The Chinese Communist Party is to meet Nov. 8, two days after America’s election, to choose that country’s leadership for the next 10 years. Unlike the too-close-to-call U.S. presidential vote, the outcome of the process in China is virtually predetermined.
The power players to be taken into account include representatives of the Communist Party, the military, big business, and China’s regions. Divisions inside China include an urban-rural split, north-south competition, differences of interest between coastal China and the interior, and political power centered on particular individuals.
A good example of the latter is the controversy about the fate of Bo Xilai, a major political personality in China. His wife was found guilty of murdering a British businessman; his son was reported to have a fondness for luxury cars while a student at Harvard University.
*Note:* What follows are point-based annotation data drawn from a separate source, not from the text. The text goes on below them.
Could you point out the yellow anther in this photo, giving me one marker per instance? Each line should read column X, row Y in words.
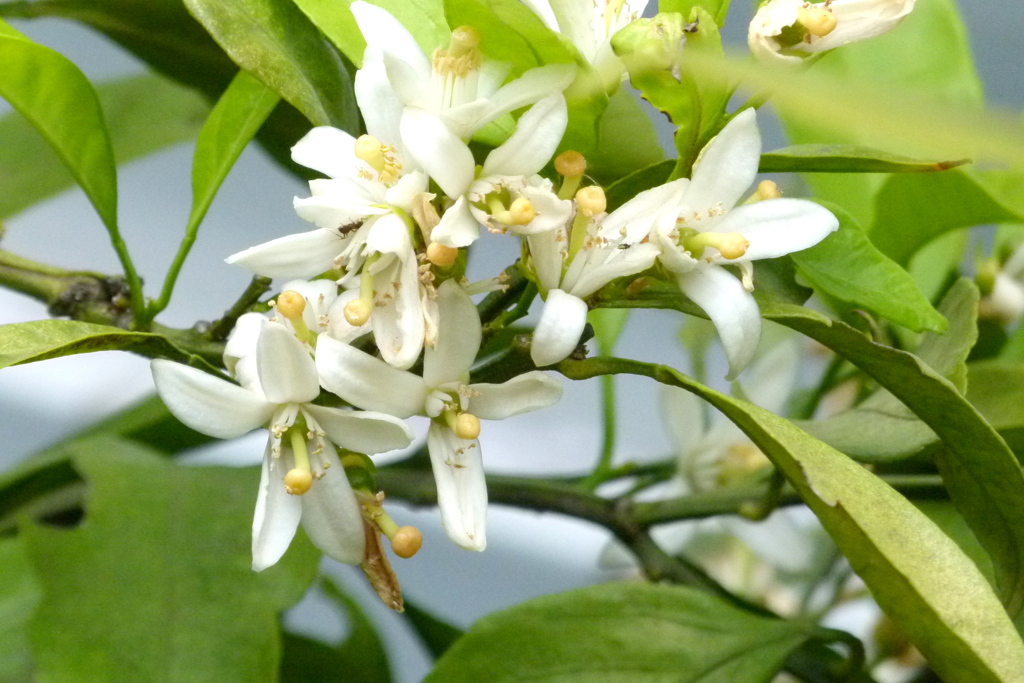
column 407, row 542
column 291, row 304
column 817, row 20
column 521, row 212
column 440, row 255
column 357, row 311
column 298, row 481
column 467, row 426
column 591, row 201
column 570, row 164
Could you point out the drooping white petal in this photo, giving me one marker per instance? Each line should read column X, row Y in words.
column 458, row 337
column 534, row 142
column 368, row 382
column 331, row 514
column 207, row 403
column 439, row 152
column 726, row 166
column 730, row 307
column 361, row 431
column 558, row 333
column 462, row 491
column 520, row 394
column 276, row 516
column 776, row 227
column 302, row 255
column 328, row 150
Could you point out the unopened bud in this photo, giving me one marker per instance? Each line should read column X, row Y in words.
column 570, row 164
column 467, row 426
column 407, row 542
column 591, row 201
column 298, row 481
column 357, row 312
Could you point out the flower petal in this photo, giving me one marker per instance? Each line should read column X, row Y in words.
column 287, row 373
column 276, row 516
column 361, row 431
column 558, row 333
column 207, row 403
column 520, row 394
column 302, row 255
column 730, row 307
column 331, row 514
column 458, row 337
column 368, row 382
column 726, row 166
column 462, row 491
column 534, row 142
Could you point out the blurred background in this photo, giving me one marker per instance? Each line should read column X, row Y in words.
column 528, row 554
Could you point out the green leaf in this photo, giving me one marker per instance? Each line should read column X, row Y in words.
column 912, row 210
column 848, row 266
column 980, row 472
column 157, row 582
column 635, row 633
column 41, row 340
column 274, row 41
column 19, row 594
column 144, row 114
column 361, row 653
column 846, row 159
column 58, row 100
column 916, row 573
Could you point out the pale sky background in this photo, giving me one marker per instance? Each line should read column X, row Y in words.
column 528, row 554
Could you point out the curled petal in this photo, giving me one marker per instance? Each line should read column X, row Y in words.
column 558, row 333
column 519, row 394
column 207, row 403
column 462, row 491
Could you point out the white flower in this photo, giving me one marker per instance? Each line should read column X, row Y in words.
column 509, row 194
column 444, row 395
column 300, row 455
column 444, row 98
column 590, row 25
column 788, row 30
column 698, row 231
column 361, row 211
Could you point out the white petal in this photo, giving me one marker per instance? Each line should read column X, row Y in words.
column 287, row 373
column 730, row 307
column 534, row 142
column 361, row 431
column 458, row 337
column 439, row 152
column 458, row 226
column 520, row 394
column 726, row 166
column 368, row 382
column 331, row 514
column 558, row 333
column 462, row 489
column 207, row 403
column 276, row 516
column 776, row 227
column 302, row 255
column 329, row 151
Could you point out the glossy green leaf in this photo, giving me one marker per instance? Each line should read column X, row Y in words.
column 847, row 265
column 274, row 41
column 58, row 100
column 912, row 210
column 157, row 583
column 40, row 340
column 914, row 571
column 144, row 114
column 613, row 633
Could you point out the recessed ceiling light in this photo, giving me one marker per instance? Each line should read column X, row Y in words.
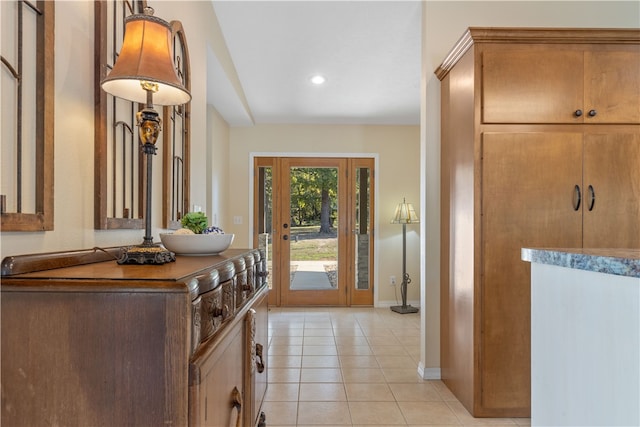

The dangerous words “reform” and “corruption” are under discussion as the party congress approaches. There even has been talk about China moving toward a Singapore model of “flexible authoritarianism.” The designated successor to President Hu Jintao, Xi Jinping, is said to be looking at reform of government representation.
The state of the Chinese economy remains the basic source of legitimacy for continued Communist rule. The government recently announced growth in China’s gross domestic product of 7.4 percent for the third quarter of 2012, the lowest quarterly increase in three years.
Despite stern threats by the U.S. presidential candidates of action against China for currency manipulation, China’s currency, the renmimbi, has gained 8.5 percent during President Obama’s term. Given the interdependence of the two economies, any post-election actions against China could have unanticipated negative effects on the American economy as well.
This situation will need to be revisited after both countries go through their transitions and a new status quo exists.